As a former mayor of Cleveland, Sen. Voinovich is fully aware, not only of the difficulties of taking a census in a distrustful urban environment, but of the price a city and state pay for being undercounted. And yet he wouldn't be likely to lie down prostrate in front of Democratic interest groups.
Is he too old? Sen. Voinovich is only six weeks older than Sen. John McCain.
There would be downsides, of course. It's been decades since George Voinovich has worked for anybody else. He prides himself on his independence. The whole thing might not work.
How about Bob Taft? He'd be a better pick if he hadn't ended his governorship with such bad poll numbers, and if he hadn't gotten in legal trouble. But in the 2006 election to succeed him, he was treated better by Democrat Ted Strickland than by Republican Kenneth Blackwell. He's taken so many lumps from the most conservative Republicans that he'd surely have fewer qualms than Sen. Gregg about crossing the Republicans.

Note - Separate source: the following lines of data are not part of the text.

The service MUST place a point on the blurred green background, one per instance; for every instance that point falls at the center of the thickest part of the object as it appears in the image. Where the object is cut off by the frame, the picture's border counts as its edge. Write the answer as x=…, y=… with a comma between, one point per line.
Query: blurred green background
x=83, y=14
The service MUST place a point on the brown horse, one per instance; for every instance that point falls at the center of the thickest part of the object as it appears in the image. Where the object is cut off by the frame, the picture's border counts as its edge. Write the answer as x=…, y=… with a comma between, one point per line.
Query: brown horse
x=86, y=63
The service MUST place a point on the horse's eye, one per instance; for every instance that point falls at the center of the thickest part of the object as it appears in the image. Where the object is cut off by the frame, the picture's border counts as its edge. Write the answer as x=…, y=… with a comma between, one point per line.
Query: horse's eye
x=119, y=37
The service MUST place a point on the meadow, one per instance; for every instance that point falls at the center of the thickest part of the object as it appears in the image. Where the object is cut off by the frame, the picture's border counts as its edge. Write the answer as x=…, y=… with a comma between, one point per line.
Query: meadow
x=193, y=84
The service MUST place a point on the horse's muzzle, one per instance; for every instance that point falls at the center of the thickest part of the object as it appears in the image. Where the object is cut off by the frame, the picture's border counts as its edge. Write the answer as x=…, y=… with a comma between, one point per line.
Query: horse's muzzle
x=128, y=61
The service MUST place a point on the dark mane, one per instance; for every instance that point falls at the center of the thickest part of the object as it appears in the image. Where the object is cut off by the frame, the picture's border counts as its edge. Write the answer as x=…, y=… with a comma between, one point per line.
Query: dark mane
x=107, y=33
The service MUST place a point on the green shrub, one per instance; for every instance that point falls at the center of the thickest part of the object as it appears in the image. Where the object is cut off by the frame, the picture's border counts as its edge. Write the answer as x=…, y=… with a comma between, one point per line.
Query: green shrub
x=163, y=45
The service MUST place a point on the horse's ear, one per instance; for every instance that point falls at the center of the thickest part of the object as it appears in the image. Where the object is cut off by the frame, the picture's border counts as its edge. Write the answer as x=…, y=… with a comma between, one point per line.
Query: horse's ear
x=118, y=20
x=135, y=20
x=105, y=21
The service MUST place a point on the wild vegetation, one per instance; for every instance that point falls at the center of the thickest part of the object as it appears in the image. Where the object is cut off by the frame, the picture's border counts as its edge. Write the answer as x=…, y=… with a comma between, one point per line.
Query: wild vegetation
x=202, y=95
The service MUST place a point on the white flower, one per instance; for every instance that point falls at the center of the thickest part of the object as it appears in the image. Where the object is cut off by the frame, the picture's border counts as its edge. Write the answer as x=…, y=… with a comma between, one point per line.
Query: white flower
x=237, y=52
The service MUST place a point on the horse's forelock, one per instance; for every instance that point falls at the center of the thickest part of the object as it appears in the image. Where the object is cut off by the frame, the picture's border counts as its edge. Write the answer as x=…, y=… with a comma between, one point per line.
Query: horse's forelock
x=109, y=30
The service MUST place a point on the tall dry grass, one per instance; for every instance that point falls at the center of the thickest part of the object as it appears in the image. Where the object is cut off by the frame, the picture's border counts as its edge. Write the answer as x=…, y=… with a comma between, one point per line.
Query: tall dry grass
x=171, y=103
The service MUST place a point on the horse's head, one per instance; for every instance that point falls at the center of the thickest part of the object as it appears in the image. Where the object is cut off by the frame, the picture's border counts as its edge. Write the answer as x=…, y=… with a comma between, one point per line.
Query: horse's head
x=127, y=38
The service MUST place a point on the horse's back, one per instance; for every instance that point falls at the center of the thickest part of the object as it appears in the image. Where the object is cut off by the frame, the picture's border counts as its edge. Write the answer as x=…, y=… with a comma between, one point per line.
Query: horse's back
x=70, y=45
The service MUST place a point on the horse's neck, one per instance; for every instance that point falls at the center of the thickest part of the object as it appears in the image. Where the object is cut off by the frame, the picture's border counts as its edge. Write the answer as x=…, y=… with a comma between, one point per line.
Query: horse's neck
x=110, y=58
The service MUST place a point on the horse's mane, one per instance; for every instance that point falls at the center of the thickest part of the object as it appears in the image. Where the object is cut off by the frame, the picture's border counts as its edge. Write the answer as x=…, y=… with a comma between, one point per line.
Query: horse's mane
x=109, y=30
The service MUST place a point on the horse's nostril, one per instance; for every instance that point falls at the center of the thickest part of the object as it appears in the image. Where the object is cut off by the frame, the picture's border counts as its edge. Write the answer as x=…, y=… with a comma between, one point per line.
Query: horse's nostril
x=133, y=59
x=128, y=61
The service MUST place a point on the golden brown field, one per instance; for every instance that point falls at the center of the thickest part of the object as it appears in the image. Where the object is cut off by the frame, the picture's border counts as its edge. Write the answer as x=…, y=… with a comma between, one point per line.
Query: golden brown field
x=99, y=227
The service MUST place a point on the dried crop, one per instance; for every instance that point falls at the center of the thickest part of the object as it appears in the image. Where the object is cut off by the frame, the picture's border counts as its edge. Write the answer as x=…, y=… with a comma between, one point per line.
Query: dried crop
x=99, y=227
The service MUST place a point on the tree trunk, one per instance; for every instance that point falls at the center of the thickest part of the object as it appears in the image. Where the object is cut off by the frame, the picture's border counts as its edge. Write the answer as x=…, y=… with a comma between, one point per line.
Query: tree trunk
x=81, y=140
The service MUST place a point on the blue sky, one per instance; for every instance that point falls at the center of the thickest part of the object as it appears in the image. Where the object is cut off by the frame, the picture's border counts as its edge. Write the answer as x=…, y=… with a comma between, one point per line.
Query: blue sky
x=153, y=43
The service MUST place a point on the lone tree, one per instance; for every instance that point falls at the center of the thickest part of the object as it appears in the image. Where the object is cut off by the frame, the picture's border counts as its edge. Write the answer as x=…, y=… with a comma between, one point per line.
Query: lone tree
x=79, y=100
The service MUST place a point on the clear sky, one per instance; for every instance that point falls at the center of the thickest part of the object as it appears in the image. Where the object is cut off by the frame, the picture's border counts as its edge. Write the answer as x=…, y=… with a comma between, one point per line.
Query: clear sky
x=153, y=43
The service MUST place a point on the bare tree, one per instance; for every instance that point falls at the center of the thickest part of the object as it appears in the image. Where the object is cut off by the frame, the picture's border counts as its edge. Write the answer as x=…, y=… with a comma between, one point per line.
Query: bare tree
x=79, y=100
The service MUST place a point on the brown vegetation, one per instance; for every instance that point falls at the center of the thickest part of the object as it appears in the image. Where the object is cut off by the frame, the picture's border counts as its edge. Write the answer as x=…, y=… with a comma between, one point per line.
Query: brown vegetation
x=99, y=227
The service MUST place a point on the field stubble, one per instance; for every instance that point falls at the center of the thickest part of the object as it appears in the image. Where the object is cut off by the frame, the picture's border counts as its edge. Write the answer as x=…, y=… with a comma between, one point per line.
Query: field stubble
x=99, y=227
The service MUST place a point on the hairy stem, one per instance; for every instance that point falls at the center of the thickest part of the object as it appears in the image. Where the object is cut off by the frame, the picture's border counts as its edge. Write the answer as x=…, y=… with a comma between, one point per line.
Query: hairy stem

OK, there'd be problems with either pick. But thinking about them sheds light on this whole bipartisanship thing. Specifically, pondering only the big-name Republicans in only one state suggests that finding a Republican is a difficult task, but probably not impossible.
Sen. Gregg might have been a bridge too far. President Barack Obama is right to hold open the possibility of reaching accommodation with conservatives like him on a fair number of issues. But working together on a day-to-day basis?
President Obama has taken flak from Democrats for coddling the Republicans too much. But he should keep trying, just for his own political well-being. He has to overcome the political damage done by the stimulus package.
Typically, when one party's centerpiece thrust has the other completely up in arms and united, there's trouble ahead. Think of President Bill Clinton pushing universal health care against united Republican opposition. He not only failed to get it enacted, he experienced a political calamity in the next election, 1994.
Think about President
George W. Bush promoting the partial privatization of Social Security after his second election. Democrats got so much traction that he was never the same again. He, too, had a calamitous next election.
Or think about the time in the early 1980s when newly elected Democratic Gov. Richard Celeste rammed a tax increase through the Ohio Legislature. The Republicans took over the state Senate in 1984 and have never lost it since.
Some Democrats and Republican think the lesson is don't raise taxes. But it's really don't take your legislative majorities as proof that the public is locked into your view of the world.
The president had to push the stimulus, even without the Republicans, because his first need was to establish himself as an activist president who does not dither in handling the country's most urgent problems. But if hyperpartisanship continues to prevail, he's got a problem.